Commercial-Grade Core Services for School Networks
Obviously, CRSD doesn’t have the IT budget of a Fortune 500 company. On the other hand, our mission is just as critical as any big commercial enterprise’s, and—with only 10 of us supporting 13,000 users—automation is just as useful to us as it is to big businesses. So we found the budget to make it happen, and now my staff is spending less time managing IP addresses and more time delivering new services to our teachers and students.

We have a single pane of glass where we can drill down into graphic views for network information. We can expand our network using a point-and-click operation on a visual map, whereas with Microsoft, we had to draw it out on paper, plan it, test it, roll it out, and then fix all the mistakes we’d made. When you’re looking at it from a time standpoint, it just makes more sense.

Based on the success we’ve had with the solution, we’ve added a network management component that simplifies the process of managing switches in an environment where we regularly add IP phones and roll out new applications for teachers and students.

Schools Have to Worry About Cyberattacks Too
It might be a while before security is quite as critical for schools as it is for banks and big retail chains—but it’s definitely rising in importance. So we’ve recently added another enterprise product—a security solution from Infoblox that turns our DNS servers into self-protecting strong points that leverage the central location of DNS in the network to detect malicious outbound communications and block them before they can exfiltrate sensitive data or replicate themselves on additional devices.

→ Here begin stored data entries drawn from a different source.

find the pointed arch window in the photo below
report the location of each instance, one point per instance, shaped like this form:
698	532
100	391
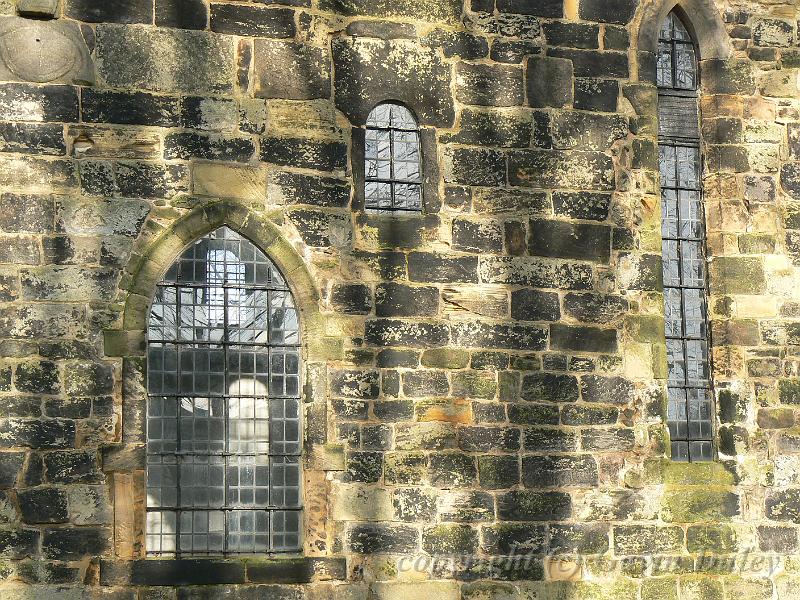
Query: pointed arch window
690	402
223	411
392	160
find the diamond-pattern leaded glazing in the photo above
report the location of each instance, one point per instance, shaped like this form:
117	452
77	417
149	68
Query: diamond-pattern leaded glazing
690	404
223	415
393	172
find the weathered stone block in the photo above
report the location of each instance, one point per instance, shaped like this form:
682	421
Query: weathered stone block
182	14
452	470
10	466
476	167
129	108
398	300
587	131
689	505
608	440
37	434
88	379
567	170
477	236
608	11
377	539
773	32
253	21
528	505
589	538
737	275
458	43
727	76
539	8
305	153
445	358
583	339
489	85
606	390
363	467
564	240
534	305
433	10
43	505
38	377
549	387
449	540
165	59
29	138
355	384
229	181
488	439
647	539
322	229
506	128
36	175
389	332
110	11
550	82
561	471
512	337
368	71
19	543
498	472
305	72
351	299
190	145
428	267
535	272
591	63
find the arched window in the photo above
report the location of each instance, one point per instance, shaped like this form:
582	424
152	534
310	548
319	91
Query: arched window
223	412
392	169
690	403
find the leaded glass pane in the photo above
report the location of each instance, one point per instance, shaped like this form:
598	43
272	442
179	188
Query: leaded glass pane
223	414
392	168
690	407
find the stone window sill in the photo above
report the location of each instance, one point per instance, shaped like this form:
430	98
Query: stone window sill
217	571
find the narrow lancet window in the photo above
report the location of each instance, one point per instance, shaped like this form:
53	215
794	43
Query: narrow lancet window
223	411
393	174
690	402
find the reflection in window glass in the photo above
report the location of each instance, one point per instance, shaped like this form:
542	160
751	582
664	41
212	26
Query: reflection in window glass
392	169
223	414
689	412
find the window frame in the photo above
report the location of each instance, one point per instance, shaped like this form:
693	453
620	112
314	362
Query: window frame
429	169
284	287
694	142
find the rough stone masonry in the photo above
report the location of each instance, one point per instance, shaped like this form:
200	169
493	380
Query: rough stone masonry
484	381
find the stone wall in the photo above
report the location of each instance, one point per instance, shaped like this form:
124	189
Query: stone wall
484	379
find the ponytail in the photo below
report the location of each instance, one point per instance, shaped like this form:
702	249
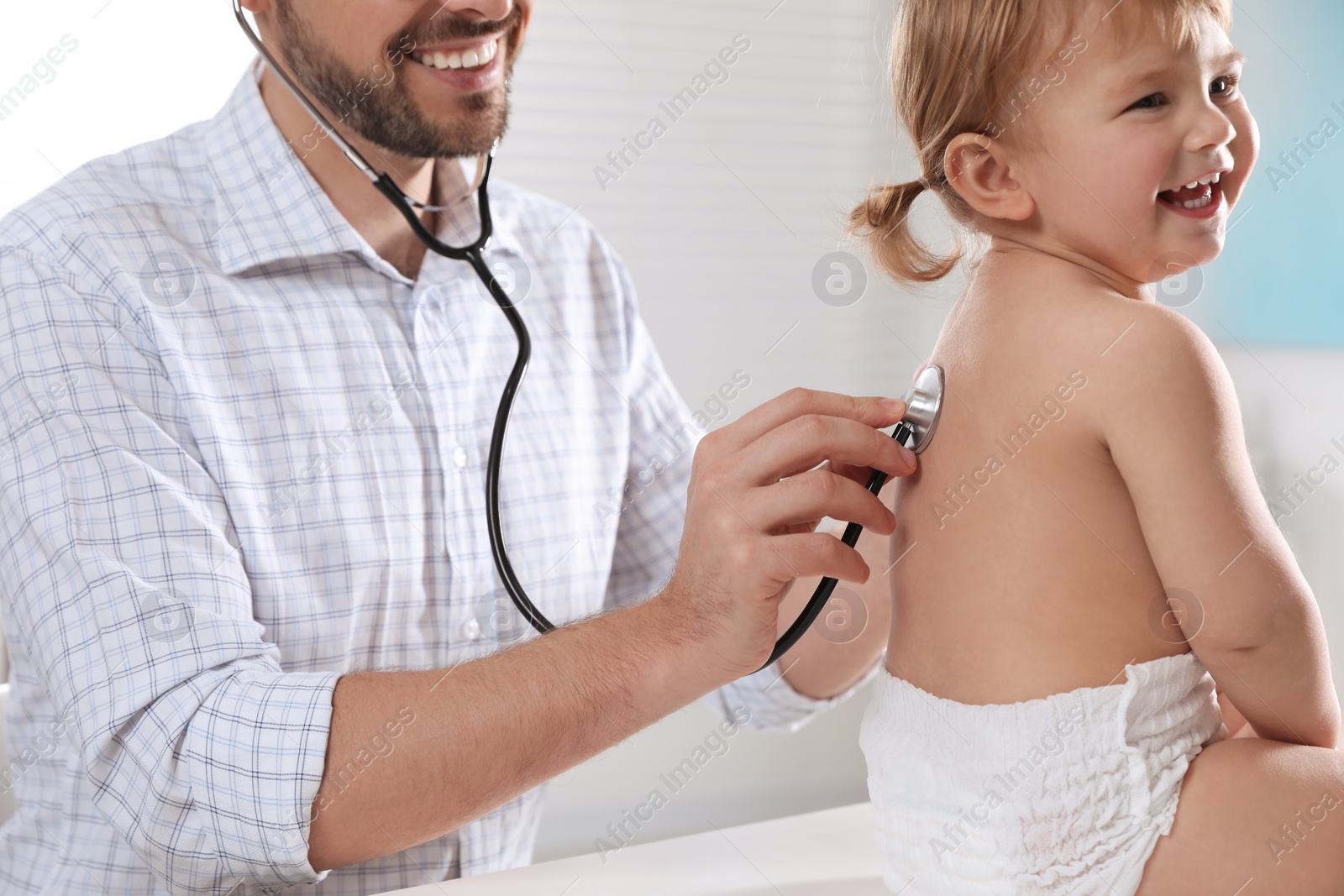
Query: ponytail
884	219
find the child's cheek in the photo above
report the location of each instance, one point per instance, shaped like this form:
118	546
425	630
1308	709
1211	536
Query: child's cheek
1245	149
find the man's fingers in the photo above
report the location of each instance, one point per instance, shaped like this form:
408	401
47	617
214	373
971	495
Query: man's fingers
813	495
800	402
803	443
816	553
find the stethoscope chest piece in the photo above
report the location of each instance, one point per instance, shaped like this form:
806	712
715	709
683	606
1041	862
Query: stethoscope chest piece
924	403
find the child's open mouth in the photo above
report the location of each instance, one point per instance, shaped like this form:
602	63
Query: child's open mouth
1202	199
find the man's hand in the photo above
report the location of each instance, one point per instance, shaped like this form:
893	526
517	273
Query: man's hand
757	495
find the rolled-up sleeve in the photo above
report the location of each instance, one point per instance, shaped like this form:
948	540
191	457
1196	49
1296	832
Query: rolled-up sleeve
663	439
125	586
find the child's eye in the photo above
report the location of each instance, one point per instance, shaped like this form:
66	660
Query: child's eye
1151	101
1223	86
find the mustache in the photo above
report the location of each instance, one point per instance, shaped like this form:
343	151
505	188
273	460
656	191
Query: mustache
444	29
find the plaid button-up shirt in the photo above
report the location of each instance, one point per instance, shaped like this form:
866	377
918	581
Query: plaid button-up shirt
241	454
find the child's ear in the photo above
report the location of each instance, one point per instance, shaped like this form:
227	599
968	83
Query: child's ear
979	170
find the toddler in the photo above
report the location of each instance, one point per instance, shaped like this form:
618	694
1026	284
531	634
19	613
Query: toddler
1088	580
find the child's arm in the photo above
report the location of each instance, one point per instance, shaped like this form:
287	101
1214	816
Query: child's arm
1233	719
1169	417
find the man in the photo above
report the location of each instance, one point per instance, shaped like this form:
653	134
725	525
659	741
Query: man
246	578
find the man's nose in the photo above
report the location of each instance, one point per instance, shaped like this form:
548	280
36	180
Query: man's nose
1211	130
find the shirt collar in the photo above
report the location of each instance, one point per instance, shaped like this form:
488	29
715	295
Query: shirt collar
269	207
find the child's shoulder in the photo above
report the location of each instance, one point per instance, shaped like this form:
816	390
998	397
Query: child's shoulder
1139	347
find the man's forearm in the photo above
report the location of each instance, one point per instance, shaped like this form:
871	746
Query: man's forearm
490	730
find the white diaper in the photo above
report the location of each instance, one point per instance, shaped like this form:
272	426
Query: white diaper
1061	795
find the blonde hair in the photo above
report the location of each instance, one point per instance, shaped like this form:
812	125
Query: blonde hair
953	66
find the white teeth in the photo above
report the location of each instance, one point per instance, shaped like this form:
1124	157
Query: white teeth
465	60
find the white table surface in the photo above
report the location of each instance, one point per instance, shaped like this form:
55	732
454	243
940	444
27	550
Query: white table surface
823	853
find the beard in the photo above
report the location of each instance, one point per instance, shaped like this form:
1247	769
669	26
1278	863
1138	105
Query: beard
387	114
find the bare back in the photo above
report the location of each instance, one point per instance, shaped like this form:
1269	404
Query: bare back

The solution has not only prevented compromises, such as curious students attempting an internal denial-of-service attack, but has helped us to identify ongoing issues such as a machine infected with a botnet that was replicating itself and affecting server and network performance. We resolved that problem with just five minutes work. Without the DNS-based solution, it would have taken three weeks.

The Network Is the Campus
So if you’re considering enterprise solutions versus free products, put yourself in the enterprise mindset. Your job is to provide your customers with the best experience possible with the fewest resources. If you look at the total cost of ownership over the long term, you’ll see that what seems like a free product is costing you a lot in the time you spend managing it.

Does our enterprise-grade solution cost money? Yes. Is it worth the investment? Absolutely. The network is the campus now, and campuses are about making connections. I would argue that for such a mission-critical function, school districts can’t afford to use anything less than commercial enterprises use.